[PATCH RESEND] lib/group_cpus: make group CPU cluster aware

Wed Nov 12 17:38:56 PST 2025

On Wed, Nov 12, 2025 at 11:02:47AM +0800, Guo, Wangyang wrote:
> On 11/11/2025 8:08 PM, Ming Lei wrote:
> > On Tue, Nov 11, 2025 at 01:31:04PM +0800, Guo, Wangyang wrote:
> > > On 11/11/2025 11:25 AM, Ming Lei wrote:
> > > > On Tue, Nov 11, 2025 at 10:06:08AM +0800, Wangyang Guo wrote:
> > > > > As CPU core counts increase, the number of NVMe IRQs may be smaller than
> > > > > the total number of CPUs. This forces multiple CPUs to share the same
> > > > > IRQ. If the IRQ affinity and the CPU’s cluster do not align, a
> > > > > performance penalty can be observed on some platforms.
> > > > 
> > > > Can you add details why/how CPU cluster isn't aligned with IRQ
> > > > affinity? And how performance penalty is caused?
> > > 
> > > Intel Xeon E platform packs 4 CPU cores as 1 module (cluster) and share the
> > > L2 cache. Let's say, if there are 40 CPUs in 1 NUMA domain and 11 IRQs to
> > > dispatch. The existing algorithm will map first 7 IRQs each with 4 CPUs and
> > > remained 4 IRQs each with 3 CPUs each. The last 4 IRQs may have cross
> > > cluster issue. For example, the 9th IRQ which pinned to CPU32, then for
> > > CPU31, it will have cross L2 memory access.
> > 
> > 
> > CPUs sharing L2 usually have small number, and it is common to see one queue
> > mapping includes CPUs from different L2.
> > 
> > So how much does crossing L2 hurt IO perf?
> We see 15%+ performance difference in FIO libaio/randread/bs=8k.
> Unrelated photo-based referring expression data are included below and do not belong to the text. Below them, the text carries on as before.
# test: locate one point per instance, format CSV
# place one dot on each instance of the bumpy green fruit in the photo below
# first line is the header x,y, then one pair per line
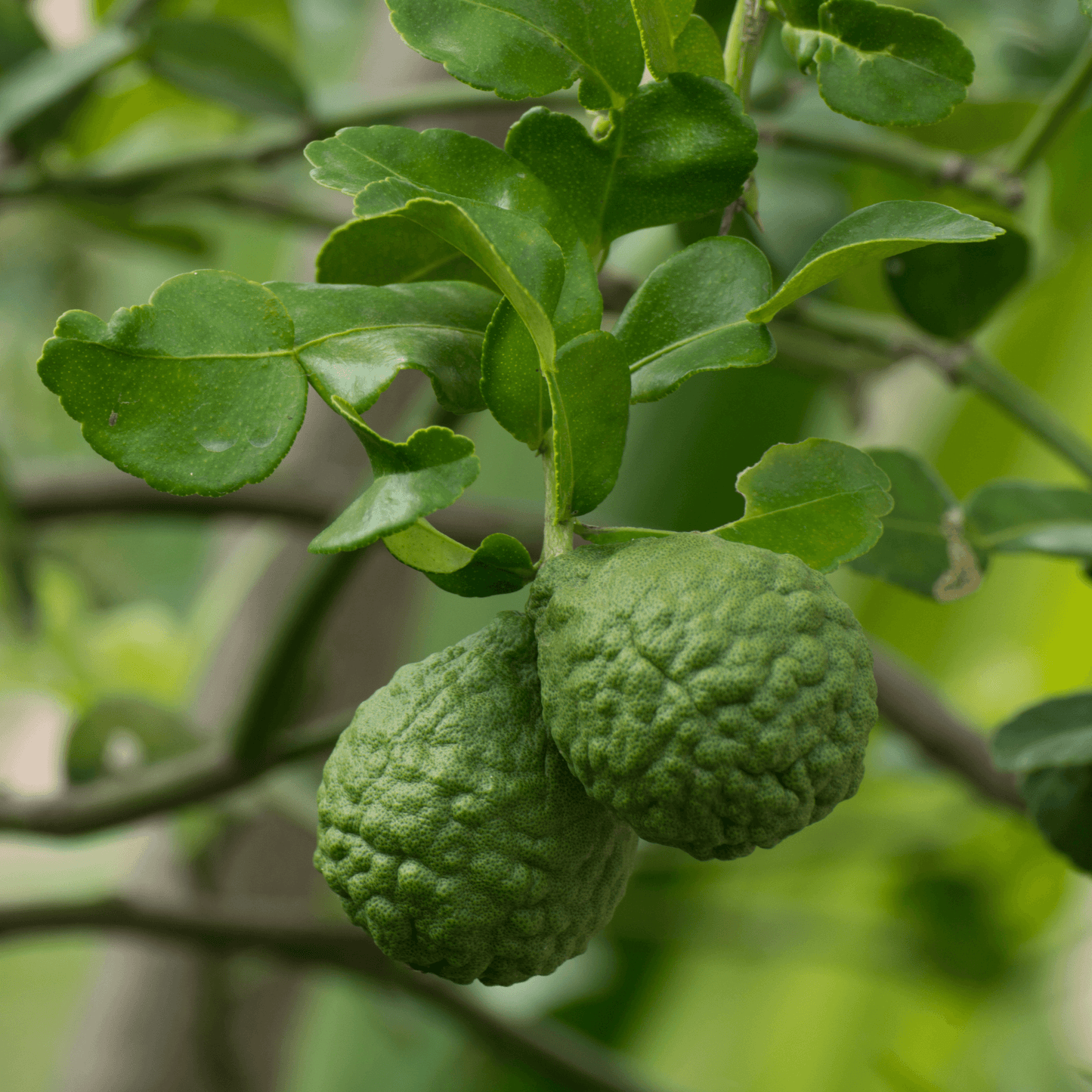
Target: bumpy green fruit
x,y
451,827
714,696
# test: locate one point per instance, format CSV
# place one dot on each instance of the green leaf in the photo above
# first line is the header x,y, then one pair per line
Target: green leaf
x,y
353,340
880,230
1056,733
154,734
196,391
221,61
44,78
391,250
1060,803
500,565
590,398
690,316
677,150
411,480
878,63
820,500
913,552
527,48
1025,517
951,289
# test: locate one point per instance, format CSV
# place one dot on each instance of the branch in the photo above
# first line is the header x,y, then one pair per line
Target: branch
x,y
562,1056
914,709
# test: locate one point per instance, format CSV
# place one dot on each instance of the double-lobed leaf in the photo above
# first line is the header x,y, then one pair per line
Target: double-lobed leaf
x,y
690,316
198,391
527,48
878,63
353,340
820,500
677,150
877,232
410,481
As I mentioned, it is common to see CPUs crossing L2 in same group, but why
does it make a difference here? You mentioned just some platforms are
affected.

> > They still should share same L3 cache, and cpus_share_cache() should be
> > true when the IO completes on the CPU which belong to different L2 with the
> > submission CPU, and remote completion via IPI won't be triggered.
> Yes, remote IPI not triggered.

OK, in my test on AMD zen4, NVMe performance can be dropped to 1/2 - 1/3 if
remote IPI is triggered in case of crossing L3, which is understandable.

I will check if topo cluster can cover L3, if yes, the patch still can be
simplified a lot by introducing sub-node spread by changing build_node_to_cpumask()
and adding nr_sub_nodes.

Thanks,
Ming